悲しいくらいに、ひどく幸せだった。
恐かった。
握った手が温かったから。
zenith
肌に触れた瞬間、なんだかヤバい気がした。
いつもそれまで、主導権握ってたのは俺。
だって向こうは俺が最初だし。
俺はこの年で色々知りすぎてる。
思い出せばいつも、自分から誘うくせにどっか冷めてた。
ああ、こう来たか、じゃあこう返そう。そろそろ、この辺で声でも出してみようか、とか。

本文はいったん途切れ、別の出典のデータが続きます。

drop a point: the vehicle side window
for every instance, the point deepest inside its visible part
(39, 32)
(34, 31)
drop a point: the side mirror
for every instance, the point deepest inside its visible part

別に気持ちよくなかったわけじゃない。感情が入らなかったわけじゃない。
良かったけど、好きだったけど、同時に頭の中で計算が止まなかった。まあ、そういうこと。
でも今日はなんだかおかしかった。
思い切り、調子狂ってた。
あり得ないくらいに。
身体が熱い。
侵入される。
飲み込んでいく。
驚くほどに、容易く。
身体の中心から広がる感覚に、
自然に声が出る。
なんだこれ、
わけわかんねえ。
目、合わせらんない。
この俺が。
俺、どんな顔してんだろ、
全然コントロールできてない。
世界がくらくらして、感覚が氾濫する。
自分を取り戻したくて、
反射的に顔を覆った指も小刻みに震えた。
そうしてるうちにも、侵略される。
はじめは緩慢に、そして次第に激しさを増して。
これはただのケツの穴なんだとか、
そんなにして俺の腸管どーなるんだとか、
そういう解剖学的事実が遠のいてく。